Desta forma se dá conta do modo complexo como alguém experiencia, por exemplo, a cidade ou a relação com
uma mulher.

• Não sendo um recurso muito comum, a hipérbole surge para representar de forma expressiva e gritante alguns
aspetos da cidade: «De prédios sepulcrais, com dimensões de montes, / A Dor humana busca os amplos
horizontes».

• É de forma surpreendente e original que Cesário utiliza os adjetivos, sobretudo quando surgem antes de
nomes ou quando ocorrem em pares ou em grupos de três: «E sujos, sem ladrar, ósseos, febris, errantes, /
Amareladamente, os cães parecem lobos» («O sentimento dum ocidental»). A sucessão de quatro adjetivos
assume uma forte expressividade e representa uma tentativa de definir com rigor o elemento que caracterizam.
Como antecedem o nome, adquirem um significado que vai para além do seu sentido literal.

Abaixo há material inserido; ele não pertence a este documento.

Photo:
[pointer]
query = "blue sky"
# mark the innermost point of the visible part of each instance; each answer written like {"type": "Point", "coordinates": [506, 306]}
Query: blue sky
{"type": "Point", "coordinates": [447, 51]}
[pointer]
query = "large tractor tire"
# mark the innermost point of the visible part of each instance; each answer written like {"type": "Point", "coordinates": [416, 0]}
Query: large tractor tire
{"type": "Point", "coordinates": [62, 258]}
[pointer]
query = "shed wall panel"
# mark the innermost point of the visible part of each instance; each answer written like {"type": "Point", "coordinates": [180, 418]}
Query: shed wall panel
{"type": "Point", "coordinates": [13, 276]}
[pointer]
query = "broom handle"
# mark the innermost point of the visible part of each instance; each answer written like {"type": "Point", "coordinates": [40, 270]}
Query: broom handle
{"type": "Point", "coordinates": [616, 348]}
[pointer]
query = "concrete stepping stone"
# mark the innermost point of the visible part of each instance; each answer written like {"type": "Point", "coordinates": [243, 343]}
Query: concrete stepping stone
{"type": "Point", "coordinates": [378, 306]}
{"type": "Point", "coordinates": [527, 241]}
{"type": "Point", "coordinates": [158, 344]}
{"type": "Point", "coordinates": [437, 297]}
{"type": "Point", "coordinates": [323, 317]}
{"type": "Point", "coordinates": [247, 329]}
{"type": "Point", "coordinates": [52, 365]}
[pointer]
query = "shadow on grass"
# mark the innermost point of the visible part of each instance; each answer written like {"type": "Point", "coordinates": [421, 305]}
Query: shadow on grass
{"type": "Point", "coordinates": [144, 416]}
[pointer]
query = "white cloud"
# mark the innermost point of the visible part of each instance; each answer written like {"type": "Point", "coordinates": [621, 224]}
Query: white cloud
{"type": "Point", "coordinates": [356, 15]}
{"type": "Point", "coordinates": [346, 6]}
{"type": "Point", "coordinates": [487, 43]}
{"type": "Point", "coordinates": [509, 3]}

• O advérbio é também muito usado de forma surpreendente e, por isso, muito expressiva: «Amo,
insensatamente, os ácidos, os gumes / E os ângulos agudos». Nos versos «E sujos, sem ladrar, ósseos, febris,
errantes, / Amareladamente, os cães parecem lobos», o advérbio traduz engenhosamente a condição faminta e
enferma destes animais que erram pela cidade.

• É de forma muito criteriosa que Cesário seleciona os adjetivos e os advérbios que utiliza. A subjetividade no
uso destas classes de palavras representa, em vários momentos, uma técnica da pintura impressionista aplicada
à literatura. Com o advérbio «amareladamente», a cor ganha importância e, como numa tela impressionista, o
elemento é retratado tal como o observador o perceciona e nas condições (de visibilidade, do clima) que o
rodeiam. Vejamos outros exemplos do uso da técnica impressionista: «Mas, todo púrpuro a sair da renda / […]
O ramalhete rubro de papoulas» («De tarde»), e «Mas, depois duns dias de aguaceiros, / Vibra uma imensa
claridade crua.» («Cristalizações»).